I Used to Be Somebody

Mike Gellman

“The company lied to me. What gives?” One of my clients, “Melanie,” was seeking to get a promotion and applied to half a dozen jobs within the company she worked for to no avail. She didn’t get a single interview even after having been with the company for about a year. She had previously held a prestigious job in another organization and was trying to climb her way back into a position of similar status and significance.

Melanie stepped into her current job with the understanding that it was a way to get her foot in the door. The recruiter inferred that she should be able to move up relatively quickly. As time went by, Melanie approached her boss and shared her frustration with being stuck in a job that was far below her expertise and what she was capable of contributing. Surprisingly, her boss bluntly told her she was aiming her sights too high and recommended that she apply for more mid-level positions instead. She was devastated.

Melanie invested a considerable amount of effort networking within the company. She continually solicited advice from co-workers and leaders in an attempt to get herself into a better situation. By the time she came to me for help as her coach, she explained at great length all the things she used to do in her previous job and the influential people she worked with as well. In fact, each time we met she would remind me (and her peers) about who she “used to be.” This became problematic. Although she smiled and was polite, the negative energy she was putting out was palpable. She came across as jaded and harboring deep resentment regarding her current predicament. As a result, people tended to shy away from her.

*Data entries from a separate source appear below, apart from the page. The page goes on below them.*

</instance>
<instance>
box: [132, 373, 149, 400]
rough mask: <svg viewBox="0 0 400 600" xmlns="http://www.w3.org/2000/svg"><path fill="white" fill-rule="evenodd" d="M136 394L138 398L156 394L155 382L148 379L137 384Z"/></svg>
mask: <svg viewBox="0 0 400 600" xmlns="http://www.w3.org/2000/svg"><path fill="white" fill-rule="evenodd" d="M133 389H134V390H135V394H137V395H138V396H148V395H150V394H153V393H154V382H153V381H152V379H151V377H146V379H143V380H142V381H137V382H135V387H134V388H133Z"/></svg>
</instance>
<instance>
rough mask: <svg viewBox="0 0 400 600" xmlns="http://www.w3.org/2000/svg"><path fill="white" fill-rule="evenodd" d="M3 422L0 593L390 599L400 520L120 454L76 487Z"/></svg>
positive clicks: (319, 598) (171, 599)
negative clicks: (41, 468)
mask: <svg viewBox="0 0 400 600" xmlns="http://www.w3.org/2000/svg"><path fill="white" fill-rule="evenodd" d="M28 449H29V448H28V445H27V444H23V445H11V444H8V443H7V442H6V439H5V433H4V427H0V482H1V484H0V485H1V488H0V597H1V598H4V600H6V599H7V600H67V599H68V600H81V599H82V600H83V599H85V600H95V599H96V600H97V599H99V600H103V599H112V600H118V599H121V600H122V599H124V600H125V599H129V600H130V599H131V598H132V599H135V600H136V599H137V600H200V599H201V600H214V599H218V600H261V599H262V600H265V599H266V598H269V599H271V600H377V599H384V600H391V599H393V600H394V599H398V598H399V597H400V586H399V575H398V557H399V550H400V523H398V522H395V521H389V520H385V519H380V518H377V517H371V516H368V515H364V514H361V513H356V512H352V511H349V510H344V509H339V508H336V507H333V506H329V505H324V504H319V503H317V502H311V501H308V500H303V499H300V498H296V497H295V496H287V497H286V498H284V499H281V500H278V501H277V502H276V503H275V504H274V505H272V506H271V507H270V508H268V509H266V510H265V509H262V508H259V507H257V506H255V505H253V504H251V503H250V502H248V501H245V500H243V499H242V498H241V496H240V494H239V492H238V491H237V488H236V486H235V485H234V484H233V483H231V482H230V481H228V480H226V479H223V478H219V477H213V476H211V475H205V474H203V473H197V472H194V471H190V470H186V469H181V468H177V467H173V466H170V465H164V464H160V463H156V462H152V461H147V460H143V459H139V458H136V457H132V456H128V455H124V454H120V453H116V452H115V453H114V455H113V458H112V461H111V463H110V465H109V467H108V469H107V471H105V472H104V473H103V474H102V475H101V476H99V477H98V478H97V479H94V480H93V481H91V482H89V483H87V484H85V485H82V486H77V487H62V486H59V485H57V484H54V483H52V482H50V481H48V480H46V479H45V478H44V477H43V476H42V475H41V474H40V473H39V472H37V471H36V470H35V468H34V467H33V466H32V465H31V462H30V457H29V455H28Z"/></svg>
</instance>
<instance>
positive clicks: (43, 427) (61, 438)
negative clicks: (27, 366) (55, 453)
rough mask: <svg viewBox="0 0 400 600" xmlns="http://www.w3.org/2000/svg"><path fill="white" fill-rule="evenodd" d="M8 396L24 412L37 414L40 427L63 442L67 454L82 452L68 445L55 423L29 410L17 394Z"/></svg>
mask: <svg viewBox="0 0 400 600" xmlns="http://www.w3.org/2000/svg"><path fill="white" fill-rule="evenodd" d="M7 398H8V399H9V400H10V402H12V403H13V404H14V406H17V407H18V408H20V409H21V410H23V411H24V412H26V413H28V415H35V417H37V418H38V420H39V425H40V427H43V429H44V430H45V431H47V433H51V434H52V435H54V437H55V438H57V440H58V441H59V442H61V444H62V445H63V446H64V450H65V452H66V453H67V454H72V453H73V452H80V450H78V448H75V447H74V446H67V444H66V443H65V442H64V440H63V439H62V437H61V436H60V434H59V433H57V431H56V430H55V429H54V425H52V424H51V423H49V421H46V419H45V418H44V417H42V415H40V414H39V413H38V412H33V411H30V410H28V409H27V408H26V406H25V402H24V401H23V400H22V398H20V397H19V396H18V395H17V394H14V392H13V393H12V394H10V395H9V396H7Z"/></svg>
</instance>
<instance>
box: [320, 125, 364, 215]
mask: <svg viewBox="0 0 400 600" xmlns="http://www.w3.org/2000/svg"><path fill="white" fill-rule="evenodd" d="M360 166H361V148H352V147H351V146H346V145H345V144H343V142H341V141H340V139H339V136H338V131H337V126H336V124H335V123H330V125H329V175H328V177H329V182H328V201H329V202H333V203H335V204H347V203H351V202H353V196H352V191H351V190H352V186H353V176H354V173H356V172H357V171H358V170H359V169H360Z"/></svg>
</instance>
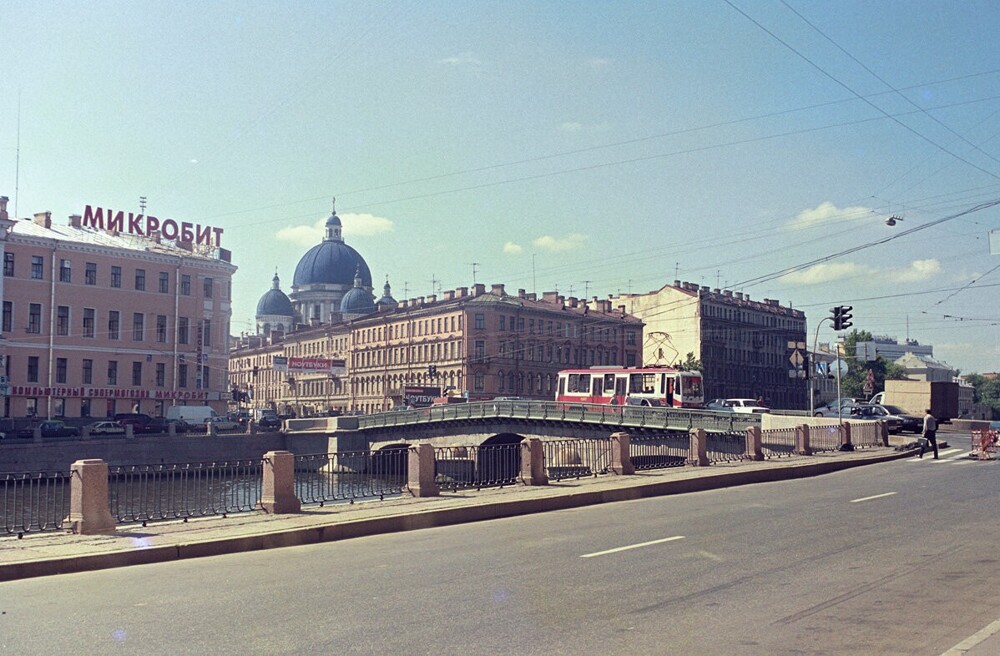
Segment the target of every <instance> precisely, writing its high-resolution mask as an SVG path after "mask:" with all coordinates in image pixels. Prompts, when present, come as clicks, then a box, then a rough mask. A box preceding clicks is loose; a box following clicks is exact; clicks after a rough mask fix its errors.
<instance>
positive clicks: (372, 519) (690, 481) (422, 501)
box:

I empathized with Melanie’s situation and knew how hard she was trying to keep a lid on her emotional distress. However, it was clear that she had become afflicted with a classic case of what I call the “I used to be somebody!” syndrome (remember when Rocky Balboa was retired and anguished about his former glory days as a boxing champion?). Melanie was not alone by any means. In my 15 years of coaching individuals, I’ve seen how this illness afflicts and eats away at the self-esteem of those who have been unemployed, underemployed, laid off, fired, retired, or quit their previous jobs.

Ironically, when we become consumed with getting back to what “used to be,” our focus narrows and we often miss new opportunities and options available to us. We often fail to acknowledge choices we’ve made that got us to where we are or are keeping us stuck. We resist accepting how our environment or current reality has changed since “what was.” As a result, our attention and energy becomes misplaced on the past rather than the present and future.

On one hand, there was plenty of evidence that materialized over the course of the year to support the notion that perhaps the company was not a good fit for Melanie. She didn’t want to admit to herself that it might simply be best for her to move on to another organization that could better appreciate what she had to offer. On the other hand, Melanie also failed to acknowledge and own the fact that she took a “step down” for some compelling reasons when she first joined the company. For example, her current job met some important needs for stability, security, and schedule flexibility that her previous one did not.

Melanie’s attitude and outlook started to improve once she accepted her current reality, acknowledged choices she previously made, focused on positives attributes of her current job, became more receptive to personal feedback, reset her expectations, and considered alternative approaches for managing her career that she had previously resisted.

In what ways does your focus on what “used to be” hold you back?